The paper also uses enrollment cutoff data from Pakistan to estimate whether an additional year of schooling improves cognitive endurance. The authors are explicit that this evidence is suggestive. It complements the experimental findings but does not carry the same causal weight.

So, what?

The paper closes with two examples of mental fatigue appearing outside schools: among data-entry workers and voters navigating long ballots. In both cases, the same pattern emerges. Less educated workers experience declines in accuracy roughly twice as fast as more educated workers. Voters in less advantaged precincts become increasingly likely to default to the listed option as the ballot grows longer, at a faster rate than voters in more advantaged precincts. These examples are suggestive, not causal, but they raise the question of whether the consequences of unequal cognitive endurance extend well beyond childhood test scores.

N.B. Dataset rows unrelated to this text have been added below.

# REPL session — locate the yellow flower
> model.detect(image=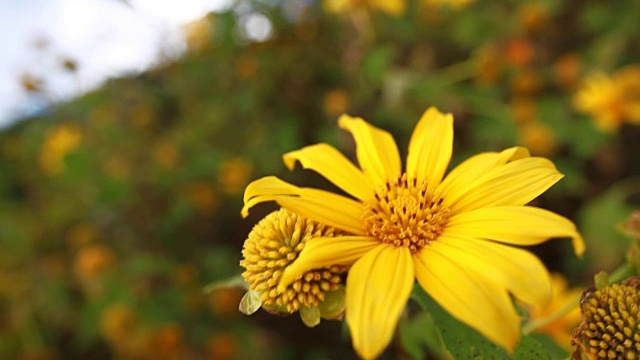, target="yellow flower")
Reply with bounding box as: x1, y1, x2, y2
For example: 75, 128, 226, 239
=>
322, 0, 407, 16
572, 277, 640, 359
240, 209, 345, 327
242, 108, 584, 358
529, 274, 584, 351
574, 66, 640, 132
518, 120, 558, 156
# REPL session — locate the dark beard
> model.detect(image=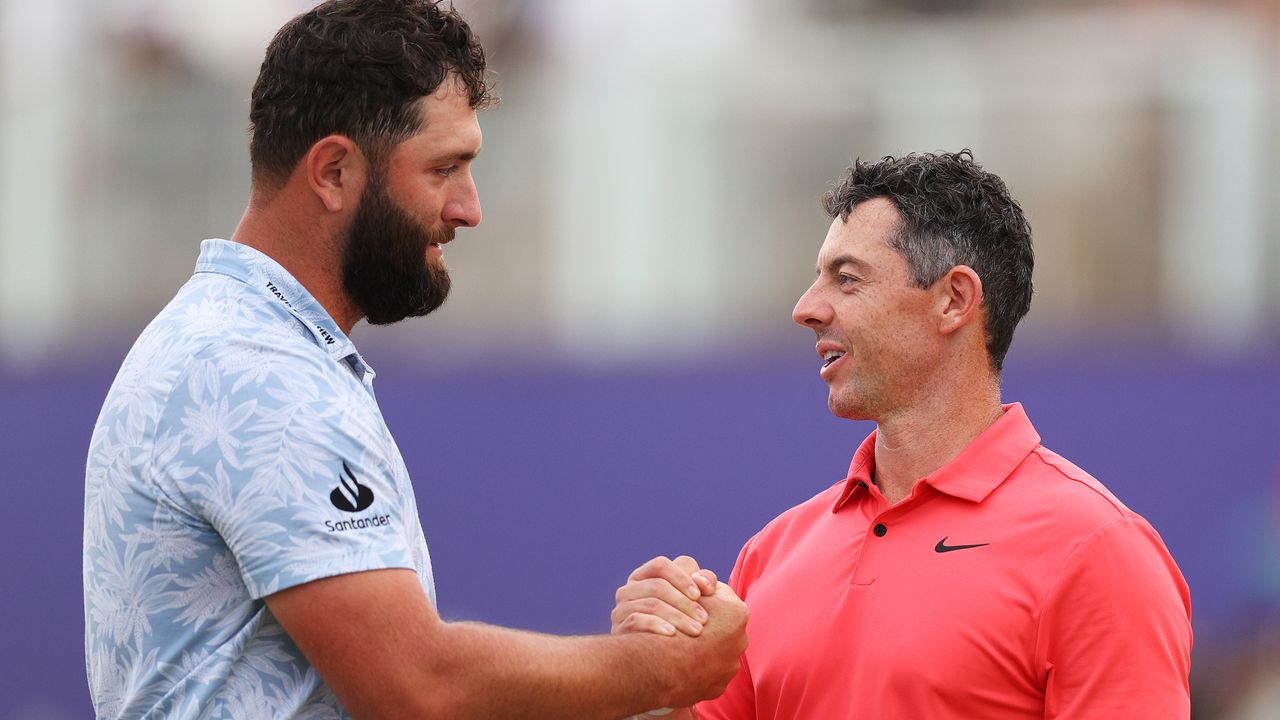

For anyone who works with students, the practical implication runs parallel to what Cotton et al.’s productivity paper found about homework completion: the barrier may not be what it appears to be from the outside. A student who fades in the second half of a test is not necessarily less prepared or less motivated. She may simply have had fewer opportunities to practice hard, sustained thinking in a school environment that never asked her to.

The researchers note that some schools with strong outcome records in low-income U.S. settings place heavy emphasis on frequent testing and sustained independent work. Whether or not those schools designed their practices with this in mind, the incidental training may be part of what makes them effective.

The broader implication is a reframing of what schools are doing when they work well. Schooling transmits knowledge and skills. But it may also, whether it intends to or not, train the raw capacity to keep thinking when it gets hard. Whether a school builds that capacity, and for which students, is a question worth taking seriously.